Funeral arrangements are pending.
Born in East Los Angeles, Mr. Ramos was part of the pioneering generation of journalists of color who in the early 1970s broke the unspoken “apartheid” that existed in the media. A graduate of Cal Poly San Luis Obispo in 1969, George served two years in the army, was wounded in Vietnam and awarded a Purple Heart. His journalistic career started in the early 70s and took him from Copley News Service to the San Diego Union to the Los Angeles Times, which he joined in 1978.
In the words of his colleague and friend Frank Sotomayor: “George Ramos was tough. He fought and was wounded in Vietnam. He was a diabetic but ran marathons . . . Beneath that big mustache of his, that big smile was a big heart.”

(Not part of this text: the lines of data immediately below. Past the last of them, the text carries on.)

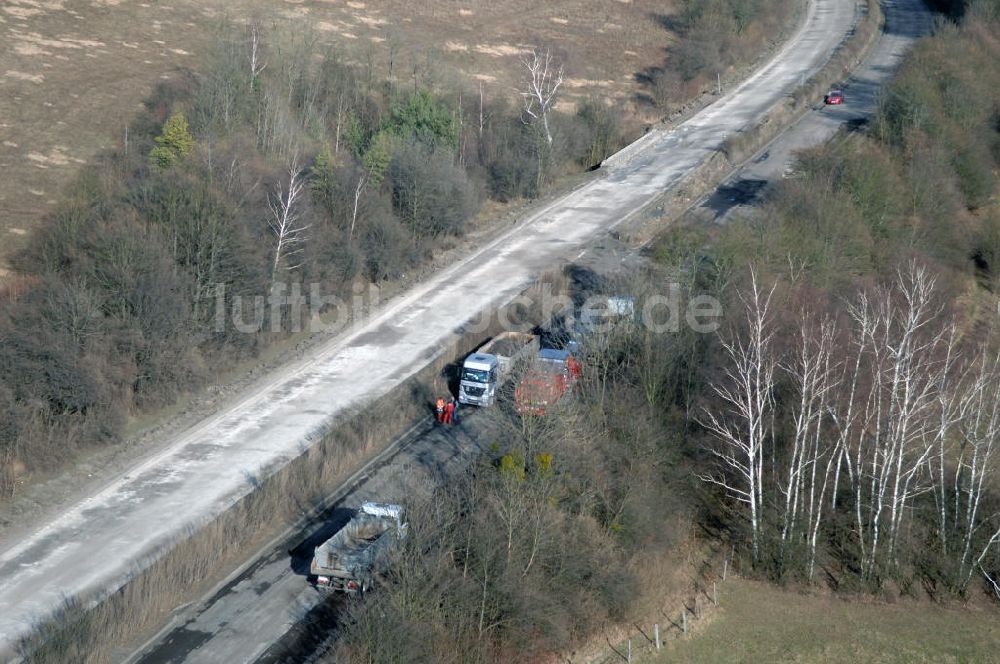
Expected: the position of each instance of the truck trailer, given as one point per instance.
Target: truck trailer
(485, 370)
(348, 561)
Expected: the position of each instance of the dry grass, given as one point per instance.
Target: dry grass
(757, 622)
(84, 633)
(75, 73)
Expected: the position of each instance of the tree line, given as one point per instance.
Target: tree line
(276, 162)
(841, 430)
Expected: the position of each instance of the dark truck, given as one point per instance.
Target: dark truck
(348, 561)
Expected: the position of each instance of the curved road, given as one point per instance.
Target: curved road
(96, 544)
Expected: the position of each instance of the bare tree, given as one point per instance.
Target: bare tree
(813, 455)
(542, 81)
(747, 393)
(255, 49)
(285, 220)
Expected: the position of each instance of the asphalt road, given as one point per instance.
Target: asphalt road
(97, 543)
(265, 612)
(905, 21)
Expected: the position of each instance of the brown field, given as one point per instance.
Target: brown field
(73, 72)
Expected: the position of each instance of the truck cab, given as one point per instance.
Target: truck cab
(480, 376)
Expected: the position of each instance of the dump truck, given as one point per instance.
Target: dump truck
(485, 370)
(550, 378)
(348, 561)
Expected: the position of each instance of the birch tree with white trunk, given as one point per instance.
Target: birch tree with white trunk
(285, 221)
(543, 78)
(744, 425)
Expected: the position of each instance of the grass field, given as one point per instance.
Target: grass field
(757, 622)
(73, 72)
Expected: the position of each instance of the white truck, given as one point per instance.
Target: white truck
(348, 561)
(486, 369)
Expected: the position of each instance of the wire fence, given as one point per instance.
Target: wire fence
(644, 640)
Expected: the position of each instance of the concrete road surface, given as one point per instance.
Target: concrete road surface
(264, 614)
(97, 543)
(253, 616)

At the Los Angeles Times, Ramos contributions as a reporter, editor and columnist helped the paper win three Pulitzer Prizes. In 2003, he left the Times and joined the faculty of his alma mater.
In addition to excelling in his profession, George Ramos was passionate about helping young people of color join the ranks of journalism. He was a founding member of the California Chicano News Media Association, now called the CCNMA Latino Journalists, and the National Association of Hispanic Journalists. He was inducted into the NAHJ Hall of Fame in 2007.

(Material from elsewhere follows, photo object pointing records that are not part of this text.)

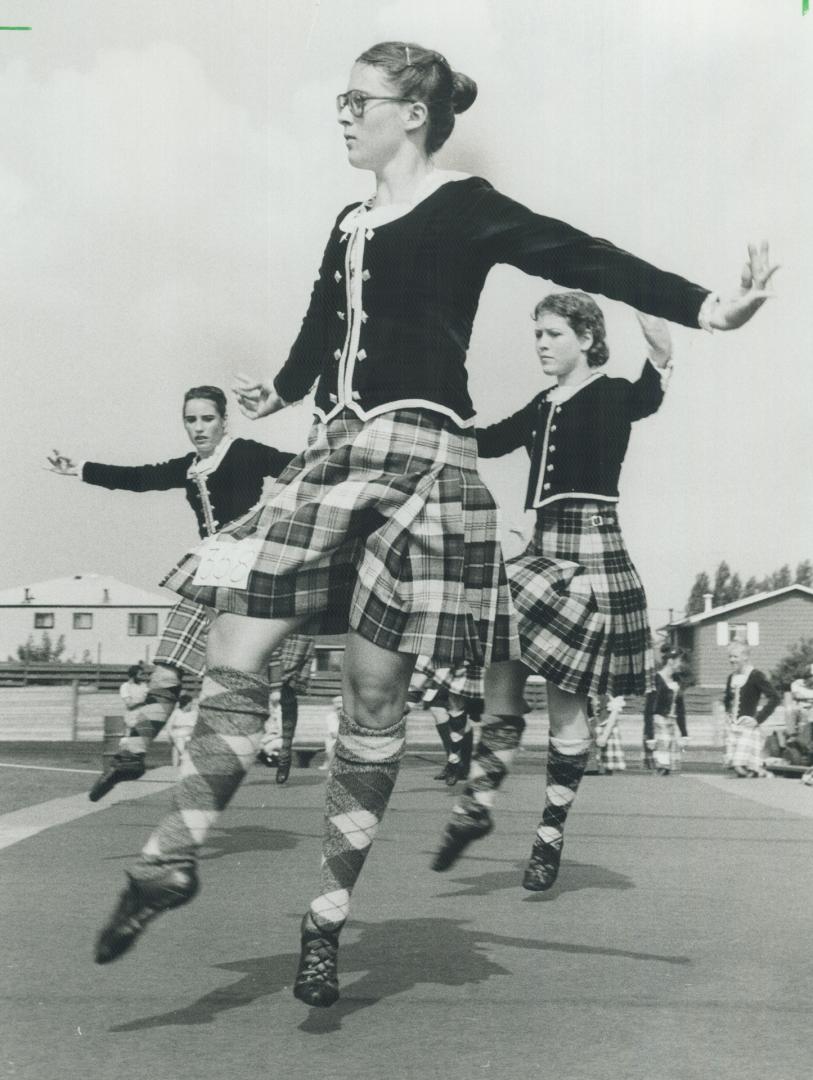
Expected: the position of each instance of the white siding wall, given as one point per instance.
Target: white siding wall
(109, 633)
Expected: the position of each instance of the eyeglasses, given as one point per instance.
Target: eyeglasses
(356, 100)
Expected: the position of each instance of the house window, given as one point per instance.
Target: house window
(728, 633)
(143, 625)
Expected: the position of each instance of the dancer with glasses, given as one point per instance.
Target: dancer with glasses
(382, 527)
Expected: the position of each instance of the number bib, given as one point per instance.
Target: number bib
(227, 563)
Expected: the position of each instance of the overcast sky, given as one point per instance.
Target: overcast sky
(170, 171)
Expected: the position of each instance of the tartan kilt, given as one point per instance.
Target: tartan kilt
(611, 756)
(184, 638)
(744, 747)
(581, 607)
(434, 685)
(293, 662)
(380, 526)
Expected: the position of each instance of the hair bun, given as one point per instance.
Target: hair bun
(463, 92)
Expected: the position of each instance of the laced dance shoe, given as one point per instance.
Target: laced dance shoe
(543, 866)
(138, 904)
(457, 837)
(125, 765)
(317, 981)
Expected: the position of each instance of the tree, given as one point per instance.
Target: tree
(804, 574)
(45, 652)
(796, 664)
(721, 584)
(695, 603)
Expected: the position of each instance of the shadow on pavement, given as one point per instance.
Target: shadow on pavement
(572, 878)
(430, 952)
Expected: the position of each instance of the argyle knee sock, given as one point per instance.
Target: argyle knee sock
(567, 759)
(358, 786)
(146, 721)
(288, 713)
(232, 711)
(458, 727)
(499, 740)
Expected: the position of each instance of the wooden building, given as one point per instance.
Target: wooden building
(770, 623)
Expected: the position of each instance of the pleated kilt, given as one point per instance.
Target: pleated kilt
(744, 747)
(293, 662)
(433, 685)
(184, 638)
(580, 604)
(380, 526)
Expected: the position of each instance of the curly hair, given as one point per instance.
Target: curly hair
(422, 75)
(583, 315)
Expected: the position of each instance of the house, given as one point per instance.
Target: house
(770, 623)
(102, 619)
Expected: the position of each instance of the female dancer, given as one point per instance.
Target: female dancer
(222, 478)
(580, 603)
(664, 714)
(744, 689)
(605, 714)
(382, 526)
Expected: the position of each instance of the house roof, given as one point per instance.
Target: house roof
(715, 613)
(85, 591)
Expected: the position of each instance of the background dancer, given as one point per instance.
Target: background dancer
(664, 714)
(382, 526)
(581, 606)
(745, 688)
(222, 478)
(605, 713)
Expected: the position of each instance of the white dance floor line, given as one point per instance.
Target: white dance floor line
(22, 824)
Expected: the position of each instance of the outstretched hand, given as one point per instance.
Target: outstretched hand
(256, 397)
(659, 339)
(62, 466)
(735, 310)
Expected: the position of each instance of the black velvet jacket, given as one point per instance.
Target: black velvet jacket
(659, 703)
(421, 279)
(216, 498)
(577, 448)
(754, 688)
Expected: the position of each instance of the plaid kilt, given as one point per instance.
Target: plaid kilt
(580, 604)
(434, 685)
(744, 747)
(293, 662)
(383, 527)
(184, 639)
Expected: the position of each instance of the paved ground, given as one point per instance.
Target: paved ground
(675, 946)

Year after year, George Ramos could be seen coaching and mentoring students during the conventions, participating in workshops and sitting on panels. He made financial donations and provided inspiration to hundreds of young journalists.
One of his former students, Bich Ngoc Cao, had this to say: “The world knew George Ramos as a fierce reporter and editor who’d earned a Purple Heart in Vietnam and won three Pulitzers for the Los Angeles Times. His “kids” knew him as a tough teacher who demanded that we drop his course the first day if we weren’t going to hack it. He was all of those things, and more – his big heart, mischievous smile and intense spirit made him a beloved mentor and friend to many. He may have died last week, but his legacy lives within us.”

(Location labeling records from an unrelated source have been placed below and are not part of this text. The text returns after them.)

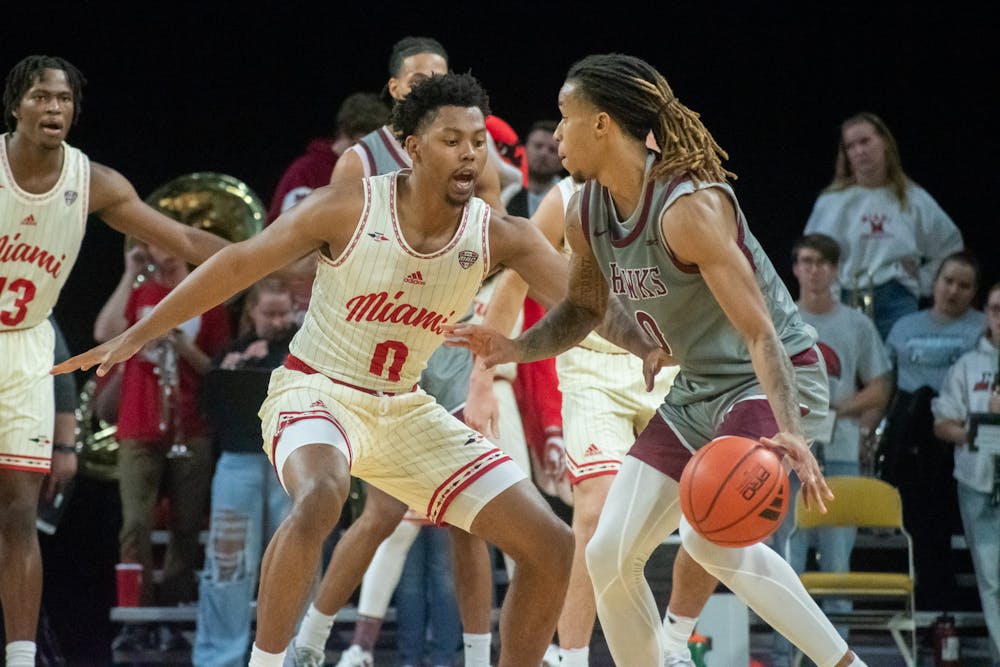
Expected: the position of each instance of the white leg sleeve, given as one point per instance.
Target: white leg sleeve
(640, 512)
(382, 575)
(769, 585)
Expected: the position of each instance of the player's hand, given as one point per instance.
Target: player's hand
(554, 457)
(104, 356)
(64, 465)
(482, 411)
(798, 455)
(654, 360)
(489, 346)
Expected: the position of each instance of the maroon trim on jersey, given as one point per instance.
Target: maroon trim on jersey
(750, 418)
(399, 232)
(660, 447)
(294, 363)
(358, 231)
(585, 212)
(741, 237)
(640, 223)
(366, 154)
(683, 267)
(395, 149)
(480, 466)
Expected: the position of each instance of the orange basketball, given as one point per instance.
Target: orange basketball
(734, 491)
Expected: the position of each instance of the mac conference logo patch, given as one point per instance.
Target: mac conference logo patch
(467, 258)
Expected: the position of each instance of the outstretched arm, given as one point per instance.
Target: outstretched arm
(114, 200)
(702, 231)
(229, 271)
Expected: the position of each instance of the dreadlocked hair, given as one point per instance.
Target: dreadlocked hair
(425, 98)
(24, 75)
(640, 100)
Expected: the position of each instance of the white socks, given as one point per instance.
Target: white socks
(574, 657)
(678, 630)
(314, 629)
(477, 649)
(259, 658)
(21, 654)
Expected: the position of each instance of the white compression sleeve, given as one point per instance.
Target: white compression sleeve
(769, 585)
(382, 575)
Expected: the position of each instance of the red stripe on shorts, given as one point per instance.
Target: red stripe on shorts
(460, 480)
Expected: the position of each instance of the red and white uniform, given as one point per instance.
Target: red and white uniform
(350, 381)
(40, 237)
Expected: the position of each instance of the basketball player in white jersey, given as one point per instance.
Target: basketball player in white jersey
(412, 60)
(401, 255)
(47, 190)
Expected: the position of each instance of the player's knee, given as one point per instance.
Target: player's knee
(585, 519)
(554, 553)
(318, 502)
(380, 519)
(604, 560)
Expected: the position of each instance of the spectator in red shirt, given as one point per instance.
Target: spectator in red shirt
(359, 114)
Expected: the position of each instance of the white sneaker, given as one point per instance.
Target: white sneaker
(303, 656)
(355, 656)
(677, 661)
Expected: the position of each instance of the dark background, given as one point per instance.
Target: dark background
(240, 88)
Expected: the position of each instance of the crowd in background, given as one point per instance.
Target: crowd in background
(883, 276)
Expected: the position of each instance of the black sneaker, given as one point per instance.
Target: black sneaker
(169, 638)
(133, 637)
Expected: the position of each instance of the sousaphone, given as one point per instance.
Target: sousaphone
(216, 203)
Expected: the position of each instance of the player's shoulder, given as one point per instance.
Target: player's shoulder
(503, 223)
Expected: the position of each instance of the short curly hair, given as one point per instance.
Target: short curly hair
(24, 75)
(411, 114)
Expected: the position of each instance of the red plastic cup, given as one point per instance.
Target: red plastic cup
(129, 579)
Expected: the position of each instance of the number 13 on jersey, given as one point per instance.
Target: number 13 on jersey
(388, 359)
(24, 292)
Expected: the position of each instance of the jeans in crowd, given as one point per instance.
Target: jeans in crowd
(248, 503)
(427, 613)
(981, 521)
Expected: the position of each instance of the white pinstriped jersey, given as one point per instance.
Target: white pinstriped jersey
(376, 311)
(40, 237)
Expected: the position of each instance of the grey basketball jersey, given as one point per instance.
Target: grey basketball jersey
(381, 153)
(671, 301)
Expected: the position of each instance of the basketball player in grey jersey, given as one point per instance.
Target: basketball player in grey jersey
(665, 233)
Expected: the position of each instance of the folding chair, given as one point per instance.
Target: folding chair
(888, 600)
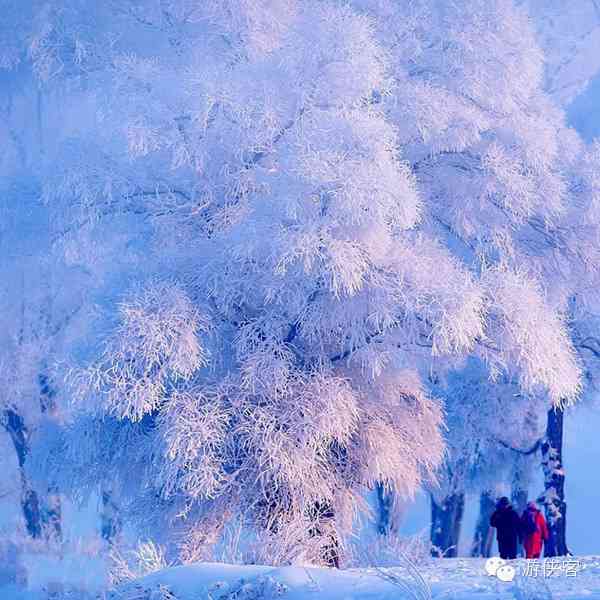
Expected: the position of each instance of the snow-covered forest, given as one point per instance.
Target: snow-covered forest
(271, 269)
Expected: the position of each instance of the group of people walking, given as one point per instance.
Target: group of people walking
(530, 529)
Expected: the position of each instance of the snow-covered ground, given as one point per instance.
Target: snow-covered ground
(442, 578)
(437, 579)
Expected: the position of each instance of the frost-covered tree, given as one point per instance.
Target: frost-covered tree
(341, 197)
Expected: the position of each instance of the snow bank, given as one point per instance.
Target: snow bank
(445, 578)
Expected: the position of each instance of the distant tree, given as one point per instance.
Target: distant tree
(331, 200)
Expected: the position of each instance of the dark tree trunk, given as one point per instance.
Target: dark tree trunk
(30, 505)
(52, 508)
(385, 503)
(110, 522)
(518, 498)
(52, 513)
(446, 520)
(484, 534)
(554, 484)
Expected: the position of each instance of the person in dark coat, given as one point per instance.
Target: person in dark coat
(535, 530)
(508, 526)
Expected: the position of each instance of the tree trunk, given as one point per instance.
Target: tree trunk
(554, 484)
(385, 502)
(446, 520)
(110, 523)
(518, 497)
(484, 533)
(52, 508)
(30, 505)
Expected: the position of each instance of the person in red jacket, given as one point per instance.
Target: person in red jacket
(534, 530)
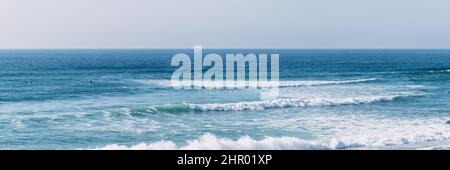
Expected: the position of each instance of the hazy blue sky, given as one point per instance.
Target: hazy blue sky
(225, 23)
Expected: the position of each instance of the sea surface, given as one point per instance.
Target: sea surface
(121, 99)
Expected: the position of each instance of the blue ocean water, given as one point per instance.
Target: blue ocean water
(120, 99)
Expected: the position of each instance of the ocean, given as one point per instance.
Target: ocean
(120, 99)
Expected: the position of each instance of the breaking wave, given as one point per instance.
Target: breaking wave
(279, 103)
(266, 84)
(212, 142)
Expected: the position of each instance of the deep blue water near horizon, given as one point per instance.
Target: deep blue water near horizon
(120, 99)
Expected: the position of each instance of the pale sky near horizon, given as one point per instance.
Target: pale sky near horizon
(225, 23)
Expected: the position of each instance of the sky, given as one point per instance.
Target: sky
(225, 23)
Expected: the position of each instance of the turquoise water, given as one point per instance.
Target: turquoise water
(120, 99)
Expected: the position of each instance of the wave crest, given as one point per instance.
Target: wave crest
(284, 103)
(266, 84)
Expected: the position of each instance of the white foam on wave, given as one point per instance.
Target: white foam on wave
(284, 103)
(264, 84)
(212, 142)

This is just one of a myriad remembrances in the Facebook page “Remembering George Ramos” – an outpouring of love and appreciation for a man who has left behind a gigantic and unforgettable legacy. A legacy that Manny De La Rosa, vice president of Broadcast for NAHJ who was a student and friend of George, promises to carry on: “You know a part of me died when George died. It won’t be the same without him at an NAHJ conference, but we can’t quit now. We must carry on his legacy. We must mentor and help young people get into the business, just like he did. More importantly, keep in contact with and be that big brother or big sister to keep young Latinos in the industry. I am ready to carry the torch George held for so long. I know there are literally thousands of others on whom he had an impact who are ready to join me.”
Rest in peace George Ramos and thank you!